The great majority of the selected antibodies binned together, targeting the RBD-A epitope, and overlapping with sites recognized by CC6.29/30 and most other neutralizing immune antibodies. Most of the tested antibodies were able to inhibit the B.1.17 and B.1.351 variants with IC50s similar to those of the wild type (Fig. 4d), indicating their potential utility in antibody cocktails designed to control variants and avoid escape mutants. Two of the selected antibodies (#41 and B3) belonged to a separate binning group, able to block binding to both RBD-A (CC6.29 and CC6.30) and one of the RBD-B antibodies (CC12.18)18, but these possessed reduced efficacy against the B.1.17 and B.1.351 variants (Fig. 4d).

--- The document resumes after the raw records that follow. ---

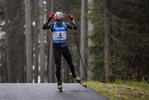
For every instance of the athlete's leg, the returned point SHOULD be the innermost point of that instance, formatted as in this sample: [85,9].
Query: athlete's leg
[57,58]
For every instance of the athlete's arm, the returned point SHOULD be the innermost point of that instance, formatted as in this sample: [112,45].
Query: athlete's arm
[46,25]
[71,26]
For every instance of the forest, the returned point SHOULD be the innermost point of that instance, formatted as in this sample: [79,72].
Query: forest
[112,36]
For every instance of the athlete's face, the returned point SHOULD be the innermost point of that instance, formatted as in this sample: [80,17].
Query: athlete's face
[59,21]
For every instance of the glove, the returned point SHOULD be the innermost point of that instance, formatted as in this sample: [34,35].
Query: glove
[51,15]
[70,16]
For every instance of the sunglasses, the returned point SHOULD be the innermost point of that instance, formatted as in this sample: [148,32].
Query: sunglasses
[59,20]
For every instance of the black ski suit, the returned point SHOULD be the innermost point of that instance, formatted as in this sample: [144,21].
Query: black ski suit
[59,45]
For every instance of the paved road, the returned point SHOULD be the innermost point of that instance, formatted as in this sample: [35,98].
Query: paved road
[47,91]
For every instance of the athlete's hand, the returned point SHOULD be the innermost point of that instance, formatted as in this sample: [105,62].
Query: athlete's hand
[70,16]
[51,15]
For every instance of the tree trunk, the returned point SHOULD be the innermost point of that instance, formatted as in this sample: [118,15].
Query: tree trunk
[51,67]
[7,44]
[36,32]
[28,40]
[90,57]
[106,42]
[42,67]
[82,45]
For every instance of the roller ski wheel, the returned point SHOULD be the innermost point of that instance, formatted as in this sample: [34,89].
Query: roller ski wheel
[78,80]
[60,86]
[60,90]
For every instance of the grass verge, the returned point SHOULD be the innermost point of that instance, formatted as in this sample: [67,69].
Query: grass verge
[122,90]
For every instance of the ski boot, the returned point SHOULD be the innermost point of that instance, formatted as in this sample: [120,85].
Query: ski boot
[78,79]
[60,85]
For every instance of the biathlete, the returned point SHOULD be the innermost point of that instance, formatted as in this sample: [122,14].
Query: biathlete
[59,33]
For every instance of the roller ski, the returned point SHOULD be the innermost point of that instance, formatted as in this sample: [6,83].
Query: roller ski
[60,86]
[78,80]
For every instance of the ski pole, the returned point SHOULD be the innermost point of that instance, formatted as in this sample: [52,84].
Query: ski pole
[79,52]
[48,51]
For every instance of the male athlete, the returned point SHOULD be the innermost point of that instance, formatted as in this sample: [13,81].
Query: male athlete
[59,33]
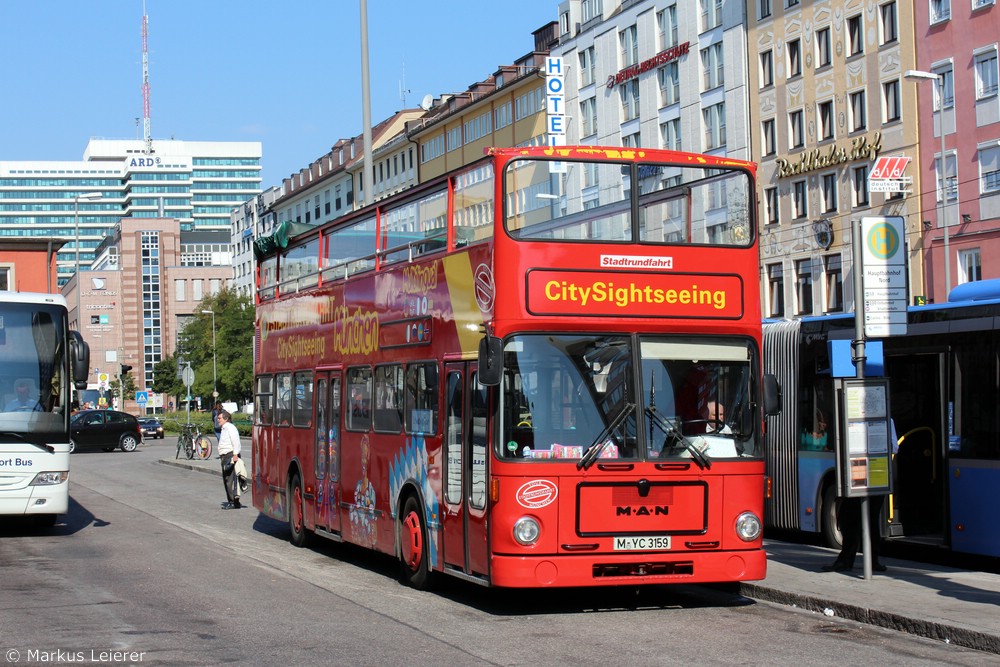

In conclusion, the studies enabled by this global pandemic comparison show that carefully designed and constructed recombinant naïve antibody libraries are as efficient as immune sources for the generation of highly potent antibodies against a viral pathogen. This establishes that naïve antibody libraries have finally come of age, fulfilling their original promise of bypassing the need to identify immune sources with strong responses to generate powerful antibodies24. This library design has shown value not just for infectious disease, but also for therapeutic antibody discovery in general, having produced antibodies with comparable affinities and developability properties against other therapeutic targets33,34. The absence of developability concerns in the selected antibodies is manifested by the presence of few identifiable sequence liabilities (Supplementary Fig. 2), mean and median hydropathy and charge profiles for the merged CDRs better than the anti-Covid antibodies in the Cov-AbDab database (Supplementary Fig. 3), a lack of polyreactivity (Supplementary Fig. 4) and values for AC-SINS, Tm and accelerated stability considered developable within the clinical-stage antibody landscape45. These features are expected to accelerate scale up production and clinical approval of antibodies selected from this platform.